Introduction¶

LitXBench is a benchmark for evaluating methods that extract experiments from scientific literature. It ships with LitXAlloy, a dense benchmark of 1426 measurements from 19 alloy papers, along with evaluation tools to measure how well an extraction method captures the materials, processes, and measurements reported in a paper.

GitHub | PyPI | Paper |

Installation¶

uv pip install litxbench

Quick Start¶

Load Ground Truth

You can load the ground truth experiments for each paper in LitXAlloy by querying the papers dictionary.

from litxbench.litxalloy import papers

# papers maps DOI strings to list[Experiment]
doi = "doi_10_3390__e21020122"
ground_truth = papers[doi]

Build an extraction

Extracted materials are represented as Experiment objects. Each experiment contains raw materials, synthesis groups, and the synthesized materials with their measurements.

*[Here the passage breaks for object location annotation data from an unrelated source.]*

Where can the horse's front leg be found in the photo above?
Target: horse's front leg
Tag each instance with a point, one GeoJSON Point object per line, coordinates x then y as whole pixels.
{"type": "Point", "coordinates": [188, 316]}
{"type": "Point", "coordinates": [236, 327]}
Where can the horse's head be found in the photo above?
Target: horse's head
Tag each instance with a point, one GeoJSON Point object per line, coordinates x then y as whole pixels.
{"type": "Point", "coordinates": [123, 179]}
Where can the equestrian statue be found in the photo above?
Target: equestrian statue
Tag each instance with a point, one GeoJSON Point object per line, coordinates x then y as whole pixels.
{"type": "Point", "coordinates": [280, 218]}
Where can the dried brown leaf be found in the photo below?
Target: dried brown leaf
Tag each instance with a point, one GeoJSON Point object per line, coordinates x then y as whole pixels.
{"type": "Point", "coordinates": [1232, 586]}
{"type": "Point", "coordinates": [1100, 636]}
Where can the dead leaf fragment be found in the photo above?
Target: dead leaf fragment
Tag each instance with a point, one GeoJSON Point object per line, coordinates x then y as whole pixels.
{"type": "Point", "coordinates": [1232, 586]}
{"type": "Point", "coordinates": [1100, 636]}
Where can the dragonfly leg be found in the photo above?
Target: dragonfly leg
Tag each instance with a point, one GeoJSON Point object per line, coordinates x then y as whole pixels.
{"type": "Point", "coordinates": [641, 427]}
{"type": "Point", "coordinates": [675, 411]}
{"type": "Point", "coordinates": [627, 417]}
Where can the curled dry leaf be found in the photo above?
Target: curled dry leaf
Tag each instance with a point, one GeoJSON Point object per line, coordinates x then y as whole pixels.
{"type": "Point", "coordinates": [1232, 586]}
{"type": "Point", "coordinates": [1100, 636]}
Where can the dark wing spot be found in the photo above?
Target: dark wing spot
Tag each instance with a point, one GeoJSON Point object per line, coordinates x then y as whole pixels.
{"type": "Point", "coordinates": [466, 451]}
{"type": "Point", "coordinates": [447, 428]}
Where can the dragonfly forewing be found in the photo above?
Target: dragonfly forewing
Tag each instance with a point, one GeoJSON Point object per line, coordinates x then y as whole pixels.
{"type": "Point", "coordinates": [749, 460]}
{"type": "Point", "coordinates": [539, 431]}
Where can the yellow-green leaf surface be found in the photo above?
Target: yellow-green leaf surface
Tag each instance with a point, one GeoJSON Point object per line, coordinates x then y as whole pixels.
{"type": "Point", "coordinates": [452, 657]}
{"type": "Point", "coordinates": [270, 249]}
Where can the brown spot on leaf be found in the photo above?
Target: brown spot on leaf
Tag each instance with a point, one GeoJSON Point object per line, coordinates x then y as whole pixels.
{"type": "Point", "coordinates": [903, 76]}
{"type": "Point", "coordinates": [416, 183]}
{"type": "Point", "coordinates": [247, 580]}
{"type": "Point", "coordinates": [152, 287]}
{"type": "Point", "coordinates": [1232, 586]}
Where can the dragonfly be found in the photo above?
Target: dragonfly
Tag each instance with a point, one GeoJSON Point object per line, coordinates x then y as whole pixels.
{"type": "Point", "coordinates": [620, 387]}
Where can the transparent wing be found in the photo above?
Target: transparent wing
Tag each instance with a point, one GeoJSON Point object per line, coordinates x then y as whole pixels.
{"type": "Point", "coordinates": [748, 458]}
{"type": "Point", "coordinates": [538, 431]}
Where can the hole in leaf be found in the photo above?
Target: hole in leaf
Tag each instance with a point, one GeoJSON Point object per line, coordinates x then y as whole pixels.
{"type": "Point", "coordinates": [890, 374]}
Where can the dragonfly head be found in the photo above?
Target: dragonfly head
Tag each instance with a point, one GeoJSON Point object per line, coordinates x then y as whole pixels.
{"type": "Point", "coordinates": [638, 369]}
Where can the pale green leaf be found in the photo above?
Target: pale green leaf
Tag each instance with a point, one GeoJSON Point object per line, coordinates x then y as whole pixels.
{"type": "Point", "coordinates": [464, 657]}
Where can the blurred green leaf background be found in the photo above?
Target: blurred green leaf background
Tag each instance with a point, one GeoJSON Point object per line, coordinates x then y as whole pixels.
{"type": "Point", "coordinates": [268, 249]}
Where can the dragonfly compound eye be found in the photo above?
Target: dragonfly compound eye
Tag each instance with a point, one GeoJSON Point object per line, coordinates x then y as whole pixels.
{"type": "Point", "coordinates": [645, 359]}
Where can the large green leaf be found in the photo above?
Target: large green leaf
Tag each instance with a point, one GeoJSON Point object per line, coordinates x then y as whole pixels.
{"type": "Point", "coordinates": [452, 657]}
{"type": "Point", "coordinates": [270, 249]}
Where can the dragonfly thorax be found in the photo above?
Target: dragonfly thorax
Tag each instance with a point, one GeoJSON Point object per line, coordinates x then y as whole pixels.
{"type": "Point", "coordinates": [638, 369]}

from pymatgen.core.composition import Composition
from litxbench import (
    CompMeasurement, Configuration, CrysStruct, Experiment, Material,
    Measurement, ProcessEvent, ProcessKind, Quantity, RawMaterial, RawMaterialKind,
)
from litxbench.core.models import GlobalLatticeParam
from litxbench.core.units import Celsius, Hour, MegaPascal, Nanometer, gram_per_cm3, percent, HV
from litxbench.litxalloy.models import AlloyMeasurementKind

extracted = [
    Experiment(
        raw_materials={"elements": RawMaterial(kind=RawMaterialKind.Powder)},
        synthesis_groups={
            "Milling[Duration]": [
                ProcessEvent(
                    kind=ProcessKind.PlanetaryMilling,
                    duration=Quantity(value="[Duration]", unit=Hour),
                ),
            ],
            "SPS[Temp]": [
                ProcessEvent(
                    kind=ProcessKind.SparkPlasmaSintering,
                    temperature=Quantity(value="[Temp]", unit=Celsius),
                ),
            ],
        },
        output_materials=[
            Material(
                process="elements->Milling[Duration=60]",
                name="base",
                measurements=[
                    CompMeasurement(Composition("CoCrNiCuZn")),
                    GlobalLatticeParam(
                        struct=CrysStruct.BCC,
                        phase_fraction=Quantity(value=100, unit=percent),
                    ),
                    Measurement(
                        kind=AlloyMeasurementKind.crystallite_size,
                        value=13,
                        unit=Nanometer,
                    ),
                ],
            ),
            Material(
                process="base->SPS[Temp=900]",
                measurements=[
                    CompMeasurement(Composition("CoCrNiCuZn")),
                    Measurement(
                        kind=AlloyMeasurementKind.density,
                        value=7.89,
                        unit=gram_per_cm3,
                    ),
                    Measurement(
                        kind=AlloyMeasurementKind.vickers_hardness,
                        value=615,
                        unit=HV,
                    ),
                ],
            ),
        ],
    ),
]

Evaluate

Compare your extractions against the ground truth to get precision, recall, and F1 scores.

from litxbench import compare_experiments

result = compare_experiments(ground_truth, extracted)
print(f"Precision: {result.precision:.2%}")
print(f"Recall:    {result.recall:.2%}")
print(f"F1:        {result.f1:.2%}")

For multi-level metrics (value, measurement, configuration, process, and material levels):

from litxbench.core.eval import compute_multi_level_metrics

metrics = compute_multi_level_metrics(result)
print(f"Overall F1: {metrics.overall_f1:.2%}")
print(f"Value F1:   {metrics.value_f1:.2%}")
print(f"Process F1: {metrics.process_f1:.2%}")

A complete end-to-end example is available at examples/usage.py.

Warning

For the evaluation scripts used in the paper, LitXBench instructs LLMs to format extracted materials as code. This code is run via Python exec. Do not call untrusted LLMs as they may generate untrusted code which could be executed on your machine.